The Kioas unsuccessfully appealed the decision to the Federal Court, and the Full Federal Court. They then appealed to the High Court.

==Kioas' arguments==
The Kioas' principal argument was that the decision maker had failed to afford them procedural fairness in not disclosing and allowing an opportunity to respond to the adverse allegations made in the departmental submission.

They further argued that the delegate had wrongly failed to take into account:
- the detrimental effect the decision may have on their child; and
- the provisions of the International Covenant on Civil and Political Rights and the Declaration of the Rights of the Child.

==The full court==
The full court of the Federal Court held that the principles of natural justice did not apply to the decision to deport a person under the Migration Act and there was no evidence that the delegate had failed to take into account the interests of the Kioas' child. It was further held that the provisions of the Covenant and Declaration did not form part of Australian domestic law and were not required to be taken into account.

==High Court's Decision==

===Administrative Decisions (Judicial Review) Act===
Section 5(1)(a) of the Administrative Decisions (Judicial Review) Act provided that administrative decisions may be appealed on the ground that there had been a breach of the requirements of natural justice. The court unanimously held that this provision did not oblige a decision maker who was exercising a statutory power to observe the rules of natural justice. In the court's opinion the applicability of natural justice was to be determined by looking at the nature and circumstances of the decision to be made. Brennan J differed slightly in his opinion, contending that the question of whether natural justice applied was to be found through the process of statutory interpretation.

===Applicability of natural justice===
The court held by a majority of 4 to 1 (Gibbs CJ dissenting) that the rules of natural justice applied to a decision under the Migration Act to deport a prohibited immigrant. The court distinguished previous cases which had come to the opposite conclusion on the basis that these cases had been superseded by legislative development.

===Adverse material===
The majority also held that the failure to disclose the adverse allegations against Mr Kioa and allow him the opportunity to respond to the allegations amounted to a failure to afford the Kioas procedural fairness.

===International agreements===
The question of the applicability of international agreements was only considered by three of the justices (Gibbs CJ, Wilson & Brennan JJ). All three held that there was no legal obligation to consider the specific provisions of either the Covenant or the Declaration but that there was an obligation to take into account general humanitarian principles.

==Consequences==
The decision in Kioa marked a watershed in Australian administrative law.

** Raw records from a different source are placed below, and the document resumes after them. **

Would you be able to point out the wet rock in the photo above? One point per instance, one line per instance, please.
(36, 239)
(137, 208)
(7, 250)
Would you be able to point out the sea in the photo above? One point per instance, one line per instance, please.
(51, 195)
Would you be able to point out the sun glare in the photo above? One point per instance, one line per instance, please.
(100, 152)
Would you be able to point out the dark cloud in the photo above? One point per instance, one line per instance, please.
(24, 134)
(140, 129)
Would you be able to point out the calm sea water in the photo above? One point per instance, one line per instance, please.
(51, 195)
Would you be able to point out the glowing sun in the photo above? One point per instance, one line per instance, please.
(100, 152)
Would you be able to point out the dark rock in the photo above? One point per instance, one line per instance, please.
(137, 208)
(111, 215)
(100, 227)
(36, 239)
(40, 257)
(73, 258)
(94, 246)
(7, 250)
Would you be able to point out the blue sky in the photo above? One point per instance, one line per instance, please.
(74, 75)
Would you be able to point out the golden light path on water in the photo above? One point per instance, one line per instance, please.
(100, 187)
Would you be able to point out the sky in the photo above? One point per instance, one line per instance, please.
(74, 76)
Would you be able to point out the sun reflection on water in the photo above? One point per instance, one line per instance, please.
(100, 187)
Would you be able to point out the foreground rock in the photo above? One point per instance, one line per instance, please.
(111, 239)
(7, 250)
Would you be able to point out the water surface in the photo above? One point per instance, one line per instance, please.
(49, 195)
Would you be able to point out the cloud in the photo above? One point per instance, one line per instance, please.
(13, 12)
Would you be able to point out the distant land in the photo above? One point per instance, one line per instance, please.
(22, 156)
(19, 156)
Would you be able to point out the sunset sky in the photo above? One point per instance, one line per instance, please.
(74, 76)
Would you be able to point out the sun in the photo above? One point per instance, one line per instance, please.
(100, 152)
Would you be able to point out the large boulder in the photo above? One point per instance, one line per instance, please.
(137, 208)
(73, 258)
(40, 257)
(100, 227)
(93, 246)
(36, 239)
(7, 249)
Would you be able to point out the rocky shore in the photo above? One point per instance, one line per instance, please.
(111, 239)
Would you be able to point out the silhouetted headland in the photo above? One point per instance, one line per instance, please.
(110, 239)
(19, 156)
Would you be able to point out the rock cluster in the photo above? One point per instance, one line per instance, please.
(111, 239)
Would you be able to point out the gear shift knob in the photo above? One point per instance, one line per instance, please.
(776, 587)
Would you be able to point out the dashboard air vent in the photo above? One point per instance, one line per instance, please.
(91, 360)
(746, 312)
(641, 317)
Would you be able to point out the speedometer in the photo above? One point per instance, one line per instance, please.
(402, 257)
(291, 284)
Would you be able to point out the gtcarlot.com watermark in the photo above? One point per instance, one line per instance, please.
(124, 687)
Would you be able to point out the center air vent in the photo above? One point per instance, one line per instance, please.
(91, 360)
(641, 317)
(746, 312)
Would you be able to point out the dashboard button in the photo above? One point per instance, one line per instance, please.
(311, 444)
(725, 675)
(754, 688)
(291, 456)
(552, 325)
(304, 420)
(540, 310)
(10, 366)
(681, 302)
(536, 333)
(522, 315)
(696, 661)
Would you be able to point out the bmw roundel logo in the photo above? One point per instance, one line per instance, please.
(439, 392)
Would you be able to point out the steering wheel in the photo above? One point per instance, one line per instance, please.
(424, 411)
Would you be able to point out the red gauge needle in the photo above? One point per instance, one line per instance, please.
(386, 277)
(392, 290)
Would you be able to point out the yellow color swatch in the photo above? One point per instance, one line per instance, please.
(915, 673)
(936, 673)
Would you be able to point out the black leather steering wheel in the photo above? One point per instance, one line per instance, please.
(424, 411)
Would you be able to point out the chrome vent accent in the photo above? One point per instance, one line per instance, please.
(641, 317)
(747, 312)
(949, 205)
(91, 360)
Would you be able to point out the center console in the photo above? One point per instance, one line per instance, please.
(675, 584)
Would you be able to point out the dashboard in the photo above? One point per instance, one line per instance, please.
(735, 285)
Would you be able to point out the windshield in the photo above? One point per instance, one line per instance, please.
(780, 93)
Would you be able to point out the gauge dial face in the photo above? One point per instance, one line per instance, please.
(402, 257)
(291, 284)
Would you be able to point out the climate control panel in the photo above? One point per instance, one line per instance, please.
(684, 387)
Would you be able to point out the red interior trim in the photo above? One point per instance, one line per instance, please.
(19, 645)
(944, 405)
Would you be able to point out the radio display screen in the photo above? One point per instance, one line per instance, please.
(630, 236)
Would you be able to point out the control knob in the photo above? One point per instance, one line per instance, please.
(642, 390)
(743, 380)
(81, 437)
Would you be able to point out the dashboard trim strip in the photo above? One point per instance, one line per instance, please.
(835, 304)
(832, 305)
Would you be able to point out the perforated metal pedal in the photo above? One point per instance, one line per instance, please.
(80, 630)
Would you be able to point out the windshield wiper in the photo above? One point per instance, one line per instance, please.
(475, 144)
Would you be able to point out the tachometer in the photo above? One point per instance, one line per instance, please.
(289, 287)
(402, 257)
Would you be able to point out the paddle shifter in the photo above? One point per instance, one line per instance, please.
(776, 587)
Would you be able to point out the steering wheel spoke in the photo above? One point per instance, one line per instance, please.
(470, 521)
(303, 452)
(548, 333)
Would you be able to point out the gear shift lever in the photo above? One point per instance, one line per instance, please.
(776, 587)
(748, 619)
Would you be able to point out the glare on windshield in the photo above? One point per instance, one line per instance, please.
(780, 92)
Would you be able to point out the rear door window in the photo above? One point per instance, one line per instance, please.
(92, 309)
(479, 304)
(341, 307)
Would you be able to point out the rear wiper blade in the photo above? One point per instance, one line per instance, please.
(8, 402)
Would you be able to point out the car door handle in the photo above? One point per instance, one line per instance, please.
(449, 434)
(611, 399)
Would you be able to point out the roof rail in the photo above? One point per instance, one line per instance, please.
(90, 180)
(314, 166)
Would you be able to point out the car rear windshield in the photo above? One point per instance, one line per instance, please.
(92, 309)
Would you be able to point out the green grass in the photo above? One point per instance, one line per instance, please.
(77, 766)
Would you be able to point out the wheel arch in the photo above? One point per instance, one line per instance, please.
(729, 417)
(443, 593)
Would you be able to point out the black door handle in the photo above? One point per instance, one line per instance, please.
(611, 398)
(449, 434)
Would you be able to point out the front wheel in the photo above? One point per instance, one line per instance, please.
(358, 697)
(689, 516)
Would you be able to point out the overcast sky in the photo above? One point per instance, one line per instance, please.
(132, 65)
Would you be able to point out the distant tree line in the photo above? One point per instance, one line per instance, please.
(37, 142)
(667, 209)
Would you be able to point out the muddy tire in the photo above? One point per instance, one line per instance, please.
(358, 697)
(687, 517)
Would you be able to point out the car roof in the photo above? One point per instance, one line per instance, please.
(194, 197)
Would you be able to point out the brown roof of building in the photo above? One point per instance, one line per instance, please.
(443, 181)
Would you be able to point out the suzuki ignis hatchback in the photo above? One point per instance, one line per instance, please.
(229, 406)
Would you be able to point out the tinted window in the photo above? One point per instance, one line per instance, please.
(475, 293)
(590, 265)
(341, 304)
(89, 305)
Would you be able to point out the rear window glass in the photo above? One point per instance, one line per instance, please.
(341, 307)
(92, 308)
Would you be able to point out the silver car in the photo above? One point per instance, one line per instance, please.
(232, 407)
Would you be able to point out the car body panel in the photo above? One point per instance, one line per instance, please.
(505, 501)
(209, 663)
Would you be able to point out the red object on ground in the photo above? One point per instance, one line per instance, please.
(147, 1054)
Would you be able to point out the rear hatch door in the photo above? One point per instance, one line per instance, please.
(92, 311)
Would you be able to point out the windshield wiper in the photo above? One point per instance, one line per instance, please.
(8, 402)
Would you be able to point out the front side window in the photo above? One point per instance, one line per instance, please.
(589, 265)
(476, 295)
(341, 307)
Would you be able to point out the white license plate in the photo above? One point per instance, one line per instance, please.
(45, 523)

It radically increased the number of decisions to which natural justice and procedural fairness applied such that, today, the question is often not whether procedural fairness should be afforded but to what extent it should be afforded.

The Australia Citizenship Act 1948 was amended in 1986, heavily limiting jus soli and replacing it with jus sanguinis. After this change, birthright citizenship was available only if at least one parent was an Australian citizen or permanent resident; or else after living the first ten years of their life in Australia, regardless of their parent's citizenship status. This amendment was in part influenced by Kioa v West, and the perception that jus soli was being abused. Although the court did not accept the argument made in Kioa that, as an Australian citizen, the child was entitled to natural justice, the government nevertheless amended the Act to ensure that this line of argument was not used in future cases.